The Parish Church of St George the Martyr, Waterlooville

17. The Fifties

So the 1950’s went by very quickly. The world was still troubled by wars, The Korean War was felt in England as our services were engaged in it, Governments changed but I’m afraid I was too busy to worry about politics. Television had arrived and it was easy to be able to watch it on television, if you had one, gone were the days of listening to John Snagge broadcasting during the war. The great excitement in the mid-fifties was the Coronation of Princess Elizabeth which was the first great effort to present this to everyone on television. As many others, we did not have a set of our own but spent the whole day with a local farmer, his family and many friends and most of the time when we were not eating or drinking, “watching the box”. I think people who were old enough at the time, will remember the excitement of the day, seeing the whole wonderful tapestry of Royalty as they were in those days, world famous people, the beautiful and the wealthy all together with the streets of London packed with people who had waited all night to cheer the cavalcade from Buckingham Palace to Westminster Abbey and waited more hours for the return after the long ceremony, it was the greatest show and I don’t think there were many who missed watching it. This was the beginning of television being a “must”, and there were many other occasions which now are taken for granted but in those days we were not quite so sophisticated and enjoyed this media as there was not too much of it, and what there was, was very good.

I rejoined the Red Cross and found things very changed after the time before the war when I had first joined, and learned to drive an old 1914 Ambulance which was a noisy monster. The training was just the same again, one meeting a week when we learned the art of nursing, the intricate art of bandaging, First Aid with its many ways of treating the sick or injured which to my mind always finished up with the same, “do little or nothing”. However one learnt quite a lot about useful everyday things such as “don’t prick a blister after a burn”, don’t give anything to anybody before an operation; the three quarter prone position for vomiting when lying down, this was very useful as one of our many duties in hospital was to sit with a patient after an operation until they “came round”. I got over the training very quickly as I had done it once before, and then I took an instructors course to become a Cadet Officer.

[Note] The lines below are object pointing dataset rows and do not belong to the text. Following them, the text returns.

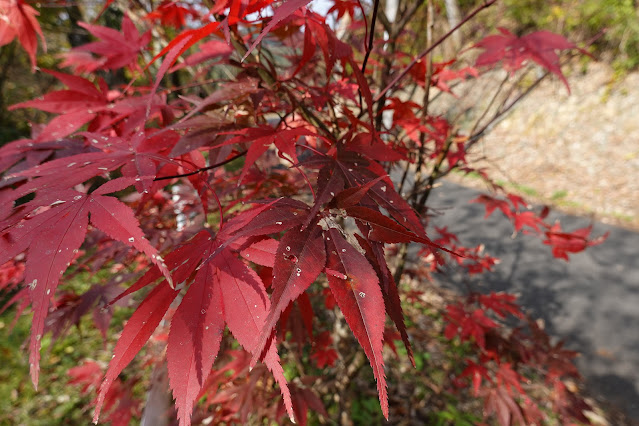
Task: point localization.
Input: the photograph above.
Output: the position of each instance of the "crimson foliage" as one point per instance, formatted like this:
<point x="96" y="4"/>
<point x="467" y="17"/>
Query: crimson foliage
<point x="244" y="197"/>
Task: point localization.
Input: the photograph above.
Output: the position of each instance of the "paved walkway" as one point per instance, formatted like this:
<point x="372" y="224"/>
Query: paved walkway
<point x="592" y="302"/>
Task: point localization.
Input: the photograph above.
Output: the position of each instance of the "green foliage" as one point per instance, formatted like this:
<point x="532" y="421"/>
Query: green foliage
<point x="582" y="20"/>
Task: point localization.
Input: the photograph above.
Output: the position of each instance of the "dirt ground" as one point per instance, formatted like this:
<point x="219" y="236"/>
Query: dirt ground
<point x="578" y="152"/>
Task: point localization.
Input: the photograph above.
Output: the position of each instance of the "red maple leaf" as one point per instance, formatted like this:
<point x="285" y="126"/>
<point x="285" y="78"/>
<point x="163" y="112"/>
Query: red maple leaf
<point x="171" y="13"/>
<point x="563" y="243"/>
<point x="513" y="51"/>
<point x="18" y="20"/>
<point x="117" y="49"/>
<point x="51" y="238"/>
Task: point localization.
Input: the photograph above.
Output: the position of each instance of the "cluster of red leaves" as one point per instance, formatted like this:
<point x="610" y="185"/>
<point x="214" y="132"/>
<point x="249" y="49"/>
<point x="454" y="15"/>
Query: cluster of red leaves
<point x="309" y="213"/>
<point x="502" y="359"/>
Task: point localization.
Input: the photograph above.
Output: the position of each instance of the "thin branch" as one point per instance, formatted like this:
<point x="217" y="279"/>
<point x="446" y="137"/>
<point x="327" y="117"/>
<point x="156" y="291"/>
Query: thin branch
<point x="419" y="57"/>
<point x="203" y="169"/>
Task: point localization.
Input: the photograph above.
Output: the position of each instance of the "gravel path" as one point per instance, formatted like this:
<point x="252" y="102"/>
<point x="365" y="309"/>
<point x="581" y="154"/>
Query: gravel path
<point x="579" y="152"/>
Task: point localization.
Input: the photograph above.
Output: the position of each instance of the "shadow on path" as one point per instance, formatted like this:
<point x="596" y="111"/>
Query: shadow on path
<point x="592" y="302"/>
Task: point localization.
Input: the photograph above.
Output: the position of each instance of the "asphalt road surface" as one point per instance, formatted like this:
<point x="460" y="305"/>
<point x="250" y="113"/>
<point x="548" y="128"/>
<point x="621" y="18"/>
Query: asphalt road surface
<point x="592" y="302"/>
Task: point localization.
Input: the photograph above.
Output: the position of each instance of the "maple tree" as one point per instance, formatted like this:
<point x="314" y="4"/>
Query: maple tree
<point x="257" y="196"/>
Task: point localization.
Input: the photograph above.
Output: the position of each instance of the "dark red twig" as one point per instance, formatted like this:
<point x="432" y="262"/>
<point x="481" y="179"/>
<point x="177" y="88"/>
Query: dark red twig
<point x="203" y="169"/>
<point x="419" y="57"/>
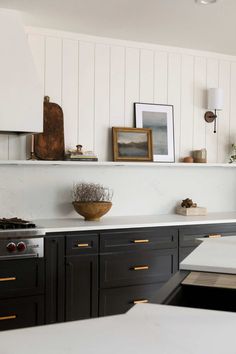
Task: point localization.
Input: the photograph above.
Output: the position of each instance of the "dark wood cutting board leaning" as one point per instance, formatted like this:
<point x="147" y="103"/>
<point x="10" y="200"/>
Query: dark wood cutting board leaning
<point x="49" y="145"/>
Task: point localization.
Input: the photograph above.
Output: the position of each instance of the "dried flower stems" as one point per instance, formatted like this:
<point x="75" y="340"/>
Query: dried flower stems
<point x="91" y="192"/>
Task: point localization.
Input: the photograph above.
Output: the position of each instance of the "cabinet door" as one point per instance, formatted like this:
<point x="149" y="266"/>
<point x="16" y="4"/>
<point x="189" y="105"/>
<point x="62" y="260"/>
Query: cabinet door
<point x="81" y="287"/>
<point x="55" y="279"/>
<point x="119" y="300"/>
<point x="21" y="312"/>
<point x="133" y="268"/>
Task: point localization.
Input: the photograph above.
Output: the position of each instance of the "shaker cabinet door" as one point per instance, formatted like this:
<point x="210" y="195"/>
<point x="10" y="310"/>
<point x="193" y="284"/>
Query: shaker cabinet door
<point x="81" y="287"/>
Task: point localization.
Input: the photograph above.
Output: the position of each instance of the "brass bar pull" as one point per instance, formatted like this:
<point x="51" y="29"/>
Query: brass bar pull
<point x="144" y="301"/>
<point x="141" y="268"/>
<point x="214" y="235"/>
<point x="4" y="318"/>
<point x="8" y="279"/>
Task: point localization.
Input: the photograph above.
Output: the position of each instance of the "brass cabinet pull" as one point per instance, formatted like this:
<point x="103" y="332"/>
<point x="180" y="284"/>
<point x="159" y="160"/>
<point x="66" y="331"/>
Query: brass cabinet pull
<point x="4" y="318"/>
<point x="144" y="301"/>
<point x="82" y="245"/>
<point x="8" y="279"/>
<point x="141" y="268"/>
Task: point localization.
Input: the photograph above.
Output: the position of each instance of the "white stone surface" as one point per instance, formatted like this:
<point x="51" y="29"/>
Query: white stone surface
<point x="139" y="221"/>
<point x="148" y="329"/>
<point x="213" y="255"/>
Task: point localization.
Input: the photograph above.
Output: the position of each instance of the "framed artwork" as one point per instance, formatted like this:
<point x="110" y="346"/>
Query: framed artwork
<point x="132" y="144"/>
<point x="160" y="118"/>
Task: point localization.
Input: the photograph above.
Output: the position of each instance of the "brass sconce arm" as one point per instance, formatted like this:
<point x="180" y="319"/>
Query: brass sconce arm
<point x="211" y="117"/>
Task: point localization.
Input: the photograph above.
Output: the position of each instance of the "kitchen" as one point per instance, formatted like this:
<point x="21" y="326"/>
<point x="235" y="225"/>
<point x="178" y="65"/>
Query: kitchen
<point x="96" y="78"/>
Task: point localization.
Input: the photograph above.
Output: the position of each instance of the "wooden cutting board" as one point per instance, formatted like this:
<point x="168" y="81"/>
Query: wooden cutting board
<point x="49" y="145"/>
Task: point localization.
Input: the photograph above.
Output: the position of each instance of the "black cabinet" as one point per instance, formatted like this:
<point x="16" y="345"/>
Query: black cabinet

I found this most interesting teaching children who were Cadets a certain amount of biology which helped them to understand the human body and it was amazing how many took up nursing as a career. Once when I was visiting my husband in Guy’s hospital in London a nurse came up and said “you don't remember me do you?” and I must admit I didn’t. She, of course had grown up and was now a staff nurse, another one I met while out in Kenya in a hospital where I went to have a jab for yellow fever. They both said after joining the cadets they had decided to become nurses. These encounters I found very satisfying.

So what with one thing and another, tennis, golf, swimming, visits to London for the theatre or meeting old friends and walking the dog which we had now acquired, and supporting the cricket team life passed so quickly I found the fifties very happy years, we managed quite a few winter holidays in Switzerland, and some lovely summer holidays spent on the beach in Sussex, in something not much more than a beach hut with a converted tram, where we went every summer for a couple of weeks. Here it was back to nature, for there was no water or electricity laid on, but calor gas was there and the sea to wash in. Many times we were left there without a car so that meant long walks to collect the shopping from the nearest stores, and I forgot to mention the loo was down the garden!